Gıda israfının tarlada başladığını, sanayide devam ettiğini belirten Buzbaş, şöyle devam etti: “Ürünlerin üzerine son kullanma tarihi yazıyoruz. Maalesef insanların yüzde 64’ü son kullanma tarihini gördüğü zaman hemen ürünü çöpe atıyor. Batıda biraz daha esnek bu oran, yüzde 52’lerde. Bir taraftan tarım alanları gittikçe azalıyor. Diğer taraftan su kaynakları. Dünyadaki suyun sadece yüzde 3’ü tatlı su. Bu yüzde 3’ün sadece yüzde 30’unu verimli kullanıyoruz. Tarım Türkiye’de suyun yüzde 70’ini harcıyor. Demek ki yeşil devrim dediğimiz, yanlışını sonradan anladığımız, bedelini çok yüksek ödediğimiz tarım da bundan bilgi ve teknoloji ile üretim yapmak elzem.”
Dünya teknolojiye geçti
“Türk tarımında teknoloji üretimi de, teknoloji kullanımı da yetersiz” tespitini de yapan TÜGİS Başkanı Buzbaş, “Dünya tarımı artık daha teknoloji yoğun yapar hale geliyor. Cep telefonunuza bir program indiriyorsunuz hava durumunu ve yağışı takip edebiliyorsunuz. Sürücüsüz traktörler var. Drone’larla ilaçlama yapılıyor” diye konuştu.

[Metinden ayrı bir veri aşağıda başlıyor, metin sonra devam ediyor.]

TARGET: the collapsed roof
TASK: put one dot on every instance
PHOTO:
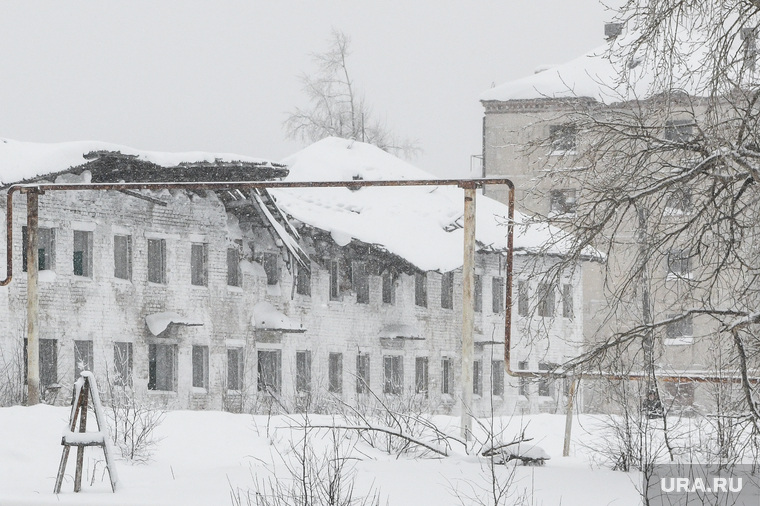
(421, 224)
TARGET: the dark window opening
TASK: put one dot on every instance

Sürdürülebilirlik ve kalkınma ters orantıda gidiyor
-Gıda sanayinde yeşil devrimi bir hatırlayalım. İkinci Dünya Savaşından sonra büyük kıtlıklar yaşanmış. ‘Yeşil devrim’ diye insanların gıdaya daha kolay ve hızlı ulaşması adına bugün yanlış dediğimiz üretim kapasitesini artıran bir çalışma düzenine girilmiş. Nedir bu? Birincisi tarım için verimi artırma pahasına aşırı gübre kullanımı. Kimyasal mücadele zararlılarla, fosil yakıtlarla işlem görme ve mono kültür dediğimiz aynı toprağa hep aynı ürünü ekerek verim alınmaya çalışıldı. Sonuçta burada ekosistem ve bio çeşitlilik görmezden gelindi. Dolayısıyla verim ve insanların gıdaya ulaşmaları uğruna ekosistemi mahvettik.
-Sorunu fark ettiğimizde çevre ve ekosistem çok önem kazandı. İnsan sağlığı önem kazandı. Bu şekildeki üretimlerde toprağı sömürdük ve toprağı verimsiz hale getirdik. Buradaki canlıların yaşam geleceklerinin bir kısmını yok ettik. Bir kısmını da zararlı hale getirdik. Tabiatta ortak yaşamda ‘yılanla – fare’ arasında bir denge var. Dolayısıyla bu yapılan yanlışlık daha sonra sürdürülebilirlik kavramı altında düzeltilmeye çalışıldı. Çevre yasaları ağırlık kazanmaya başladı. Ama iş sadece çevreden oluşmuyor. Çevrenin dışında da korumamız gereken bir ekosistem var. Bu ekosistem sadece çevreden oluşmuyor. Şimdi bu yanlışlardan en azından daha bilinçli bir üretim modeline geçmemiz lazım. Dünyanın kaynaklarını maalesef fazlasıyla tükettik.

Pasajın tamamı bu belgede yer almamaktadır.